Listrak's e-mail platform uses analytics to segment and personalize e-mail campaigns based on consumer behavioral data, such as clickstream, purchase history and e-mail engagement levels, to help retailers create triggered e-mail campaigns that can be wrapped around batch-and-blast promotional campaigns. Triggered e-mail campaigns, including birthday greetings, back-in-stock product updates and product anniversary e-mails, are great ways to add even more relevant messages into an e-mail marketing campaign.
For all the care retailers put into drafting relevant subject lines, poignant copy and designing templates that render beautifully on personal computers and mobile devices, their e-mails can still wind up in a consumer's junk mailbox, never to be seen.
The growing sophistication of spam filters used by the e-mail inbox providers like Google Inc., Yahoo Inc. and Microsoft Corp., often called Internet Service Providers or ISPs, requires retailers to pay attention to avoiding spam traps. "The days of being able to blast away with e-mail campaigns are over," says CQuotient's Grant. "ISPs are paying closer attention to the relevancy of e-mails and what gets deemed irrelevant now automatically bypasses the inbox and is sent straight to the spam folder. The consumer never sees it and the retailer may never know about it."
In order to avoid getting their e-mail tagged as spam, retailers should maintain good image-to-text ratios, as too many images and too little text is a red flag for ISPs. Purging inactive subscribers from the mailing list is taking on greater importance as ISPs are closely tracking the number of unopened messages an e-mail marketer sends.
"The higher the number of unopened messages, the more likely an ISP is to flag future mailings as spam," Kramer says. "ISPs are basically forcing e-mail marketers to mail only to their active subscribers."
Other best practices that can help retailers avoid falling prey to spam filters include sending a follow-up message to customers who have just opted in to a mailing list to confirm they want to receive e-mail, regularly asking subscribers to update their preferences for e-mail frequency, giving customers the opportunity to opt out of the mailing list, and immediately honoring a customer's request to unsubscribe.

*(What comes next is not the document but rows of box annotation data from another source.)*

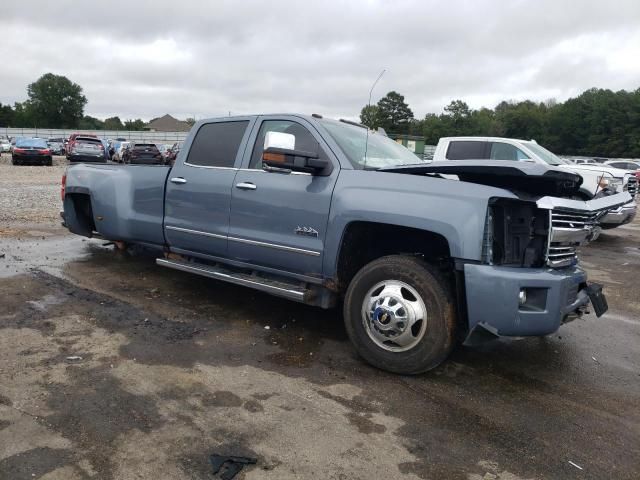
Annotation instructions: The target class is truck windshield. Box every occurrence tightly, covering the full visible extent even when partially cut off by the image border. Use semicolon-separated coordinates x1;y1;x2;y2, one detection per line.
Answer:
322;120;422;170
526;142;569;165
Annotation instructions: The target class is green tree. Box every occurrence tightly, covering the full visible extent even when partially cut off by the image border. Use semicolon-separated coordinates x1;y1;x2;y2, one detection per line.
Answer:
78;115;104;130
378;91;413;133
25;73;87;128
13;102;36;127
124;118;147;131
104;117;124;130
360;105;381;130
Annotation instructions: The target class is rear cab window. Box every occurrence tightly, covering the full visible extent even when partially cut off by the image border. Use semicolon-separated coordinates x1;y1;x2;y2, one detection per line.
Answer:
447;140;488;160
489;142;529;161
185;120;249;168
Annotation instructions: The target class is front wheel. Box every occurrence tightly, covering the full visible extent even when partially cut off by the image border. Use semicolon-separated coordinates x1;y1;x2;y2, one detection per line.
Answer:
344;255;455;374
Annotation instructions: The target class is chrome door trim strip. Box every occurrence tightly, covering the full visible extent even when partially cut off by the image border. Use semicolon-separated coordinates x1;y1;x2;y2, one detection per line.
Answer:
229;237;320;257
164;225;320;257
164;225;227;240
183;160;238;170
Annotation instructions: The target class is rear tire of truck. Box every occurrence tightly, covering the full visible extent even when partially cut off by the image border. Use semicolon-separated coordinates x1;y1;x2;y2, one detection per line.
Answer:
344;255;456;375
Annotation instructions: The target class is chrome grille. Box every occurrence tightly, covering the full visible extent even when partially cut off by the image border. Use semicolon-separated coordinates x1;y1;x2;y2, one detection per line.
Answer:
547;208;606;268
551;209;603;229
547;244;578;268
627;177;638;198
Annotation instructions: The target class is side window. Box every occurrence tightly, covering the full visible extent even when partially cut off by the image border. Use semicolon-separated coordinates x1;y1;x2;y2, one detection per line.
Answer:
249;120;322;170
447;140;487;160
187;120;249;167
489;142;529;160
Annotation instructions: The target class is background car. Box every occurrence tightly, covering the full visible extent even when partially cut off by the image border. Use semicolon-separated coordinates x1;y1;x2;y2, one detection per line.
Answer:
0;137;11;153
111;140;131;163
123;142;165;165
67;136;107;163
47;138;65;155
65;133;98;157
166;142;184;165
605;160;640;172
11;137;53;166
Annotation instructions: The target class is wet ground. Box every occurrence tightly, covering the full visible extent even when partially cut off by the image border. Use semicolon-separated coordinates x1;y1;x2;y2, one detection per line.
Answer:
0;177;640;480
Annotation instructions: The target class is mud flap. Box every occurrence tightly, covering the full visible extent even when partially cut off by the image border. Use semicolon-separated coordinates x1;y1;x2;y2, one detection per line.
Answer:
586;283;609;317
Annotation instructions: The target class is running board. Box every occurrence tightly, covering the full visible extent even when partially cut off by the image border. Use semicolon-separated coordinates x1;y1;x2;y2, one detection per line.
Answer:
156;258;311;303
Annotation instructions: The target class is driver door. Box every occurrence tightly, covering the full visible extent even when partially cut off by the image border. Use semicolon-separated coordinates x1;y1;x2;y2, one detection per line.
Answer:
228;116;340;276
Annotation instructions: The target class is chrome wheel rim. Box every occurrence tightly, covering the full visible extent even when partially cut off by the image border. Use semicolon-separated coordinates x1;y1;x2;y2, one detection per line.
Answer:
362;280;427;352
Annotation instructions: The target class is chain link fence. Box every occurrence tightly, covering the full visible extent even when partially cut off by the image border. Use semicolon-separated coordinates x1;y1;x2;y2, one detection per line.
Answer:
0;128;189;143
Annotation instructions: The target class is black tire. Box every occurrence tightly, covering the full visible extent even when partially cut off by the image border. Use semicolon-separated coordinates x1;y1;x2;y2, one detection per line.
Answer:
344;255;456;375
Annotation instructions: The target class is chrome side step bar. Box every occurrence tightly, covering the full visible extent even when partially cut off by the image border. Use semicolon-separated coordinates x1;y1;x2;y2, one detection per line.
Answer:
156;258;311;303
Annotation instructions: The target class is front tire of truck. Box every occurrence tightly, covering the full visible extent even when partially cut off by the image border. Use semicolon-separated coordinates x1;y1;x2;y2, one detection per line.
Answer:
344;255;456;375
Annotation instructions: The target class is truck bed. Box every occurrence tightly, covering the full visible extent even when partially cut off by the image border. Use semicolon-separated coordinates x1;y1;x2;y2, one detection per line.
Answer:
65;163;171;245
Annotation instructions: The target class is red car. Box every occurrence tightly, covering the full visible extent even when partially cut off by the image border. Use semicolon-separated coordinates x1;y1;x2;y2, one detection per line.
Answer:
65;133;98;156
11;138;53;166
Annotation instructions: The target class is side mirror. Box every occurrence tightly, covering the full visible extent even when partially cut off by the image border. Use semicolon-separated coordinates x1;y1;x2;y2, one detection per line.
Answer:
262;132;332;175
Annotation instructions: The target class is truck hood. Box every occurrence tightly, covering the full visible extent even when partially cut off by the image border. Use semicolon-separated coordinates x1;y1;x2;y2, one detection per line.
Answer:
379;160;582;198
563;164;628;178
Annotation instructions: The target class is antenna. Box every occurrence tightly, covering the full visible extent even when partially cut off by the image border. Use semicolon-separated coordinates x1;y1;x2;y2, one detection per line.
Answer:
363;68;387;168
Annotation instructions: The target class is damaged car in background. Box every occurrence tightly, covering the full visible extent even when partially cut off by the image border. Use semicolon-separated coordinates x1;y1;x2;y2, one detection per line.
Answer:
434;137;638;229
61;115;631;374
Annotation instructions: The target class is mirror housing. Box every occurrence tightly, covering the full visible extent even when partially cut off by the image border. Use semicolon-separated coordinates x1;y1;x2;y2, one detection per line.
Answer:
262;132;333;176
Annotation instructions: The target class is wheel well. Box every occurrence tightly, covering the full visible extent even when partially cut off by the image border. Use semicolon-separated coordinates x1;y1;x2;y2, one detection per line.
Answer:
65;193;96;237
337;222;451;292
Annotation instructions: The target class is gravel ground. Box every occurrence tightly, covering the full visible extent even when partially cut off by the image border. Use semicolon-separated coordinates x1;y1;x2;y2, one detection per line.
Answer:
0;153;67;230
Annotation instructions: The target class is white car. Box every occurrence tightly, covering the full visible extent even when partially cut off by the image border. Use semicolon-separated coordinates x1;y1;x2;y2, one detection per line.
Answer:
112;142;131;162
604;159;640;172
433;137;637;228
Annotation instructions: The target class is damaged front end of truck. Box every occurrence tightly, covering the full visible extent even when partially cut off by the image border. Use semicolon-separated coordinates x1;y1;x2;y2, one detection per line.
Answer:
382;161;631;344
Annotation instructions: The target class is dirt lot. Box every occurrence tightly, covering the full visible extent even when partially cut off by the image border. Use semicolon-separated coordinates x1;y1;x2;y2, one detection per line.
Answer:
0;155;640;480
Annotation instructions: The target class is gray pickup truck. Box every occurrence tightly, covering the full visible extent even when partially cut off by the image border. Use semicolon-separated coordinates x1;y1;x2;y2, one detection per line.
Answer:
61;115;630;374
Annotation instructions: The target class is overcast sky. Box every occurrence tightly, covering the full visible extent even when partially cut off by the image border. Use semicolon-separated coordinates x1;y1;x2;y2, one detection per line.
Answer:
0;0;640;119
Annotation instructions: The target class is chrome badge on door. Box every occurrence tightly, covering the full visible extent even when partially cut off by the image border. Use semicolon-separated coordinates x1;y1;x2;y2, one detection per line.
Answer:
294;225;318;237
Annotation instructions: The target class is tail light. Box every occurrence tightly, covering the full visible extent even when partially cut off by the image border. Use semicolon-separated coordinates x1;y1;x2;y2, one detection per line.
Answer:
60;173;67;202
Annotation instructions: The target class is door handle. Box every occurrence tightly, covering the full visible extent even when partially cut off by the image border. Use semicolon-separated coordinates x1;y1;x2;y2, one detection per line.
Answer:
236;182;258;190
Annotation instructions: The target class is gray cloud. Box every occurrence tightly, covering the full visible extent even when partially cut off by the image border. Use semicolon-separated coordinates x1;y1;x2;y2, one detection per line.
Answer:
0;0;640;118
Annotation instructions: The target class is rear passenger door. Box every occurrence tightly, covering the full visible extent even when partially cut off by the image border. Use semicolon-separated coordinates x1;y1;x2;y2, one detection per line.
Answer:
164;117;254;257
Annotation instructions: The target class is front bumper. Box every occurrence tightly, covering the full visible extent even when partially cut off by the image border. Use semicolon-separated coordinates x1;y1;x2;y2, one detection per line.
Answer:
464;264;589;337
600;201;637;227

"It all goes back to making e-mail as relevant as possible by not pushing messages on people they don't want so that open rates remain high," explains Responsys' Hotz. "High undeliverability rates hurt an e-mail marketer's reputation. The key to successful delivery is to send quality e-mail."
With more retailers increasing their e-mail volume, those that take the time to remember what they have learned about their customers' browsing and buying behavior, and the types of e-mails they open and click through, stand a much better chance of breaking through the clutter in consumers' inboxes.
"As sophisticated as e-mail marketing has become," says Bronto's Pfeiffer, "customer engagement comes down to the relevancy of the message. And that starts with how well retailers know their customer."